Ahead of Mexican Independence Day, Juan Flores, executive chef at Loca, explains how he makes chilorio paste, a street-food staple, from guajillo – and other – chillies
My key ingredient: Guajillo chillies
Ahead of Mexican Independence Day on Saturday, Juan Flores, executive chef at Loca, explains how he makes chilorio paste, a street-food staple, from guajillo – and other – chillies.

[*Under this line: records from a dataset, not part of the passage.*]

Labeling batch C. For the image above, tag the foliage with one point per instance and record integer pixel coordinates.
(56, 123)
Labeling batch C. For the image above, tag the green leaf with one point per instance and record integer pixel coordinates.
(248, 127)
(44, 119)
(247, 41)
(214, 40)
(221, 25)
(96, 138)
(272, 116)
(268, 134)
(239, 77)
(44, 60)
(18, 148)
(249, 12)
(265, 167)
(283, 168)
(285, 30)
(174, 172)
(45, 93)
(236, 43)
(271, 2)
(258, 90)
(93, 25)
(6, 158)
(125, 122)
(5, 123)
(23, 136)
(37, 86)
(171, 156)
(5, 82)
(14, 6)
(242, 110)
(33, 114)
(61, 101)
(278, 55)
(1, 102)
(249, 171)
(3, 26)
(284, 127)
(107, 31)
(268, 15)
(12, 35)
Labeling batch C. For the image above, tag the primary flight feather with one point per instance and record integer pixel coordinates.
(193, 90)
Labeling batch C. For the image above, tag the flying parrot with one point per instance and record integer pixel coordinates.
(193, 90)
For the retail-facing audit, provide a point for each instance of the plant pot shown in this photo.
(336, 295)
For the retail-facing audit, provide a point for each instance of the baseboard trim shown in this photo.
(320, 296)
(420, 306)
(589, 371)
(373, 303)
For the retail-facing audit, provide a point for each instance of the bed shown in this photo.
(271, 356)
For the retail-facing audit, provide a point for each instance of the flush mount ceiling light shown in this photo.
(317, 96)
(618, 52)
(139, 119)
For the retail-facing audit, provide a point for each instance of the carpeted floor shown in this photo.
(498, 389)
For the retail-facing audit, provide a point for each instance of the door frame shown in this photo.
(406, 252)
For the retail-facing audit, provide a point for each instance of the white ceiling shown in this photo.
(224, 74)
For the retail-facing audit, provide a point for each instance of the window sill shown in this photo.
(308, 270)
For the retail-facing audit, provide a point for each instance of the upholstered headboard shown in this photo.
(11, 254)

“Chilorio paste is created by boiling guajillo, ancho and arbol chillies until tender. We then season them with salt, pepper and fresh garlic, and grind with a pestle and mortar until smooth. We use the paste in a variety of dishes in Mexico, but tacos chilorio is my particular favourite. It reminds me of authentic street food in Mexico City and my early days in the city.”
140g grilled Angus beef
28ml chilorio paste
56ml pinto beans
56g Mexican rice
4 pieces corn tortillas
1 white onion
2 tspn coriander, chopped
Lemon juice, to taste
Brown the beef evenly on each side on a hot flat grill, to your taste. Using a spatula, brush both sides with chilorio paste. Dice beef into quarter-inch pieces, then sauté in butter for approximately one minute on medium heat.
Spread pinto beans and rice onto a large, warm plate. In the centre of your plate, place four corn tortillas. If necessary, coat your tortillas with more chilorio paste. Then, using a spoon, add your beef, onions, sliced capsicums sprinkled with lemon juice and coriander.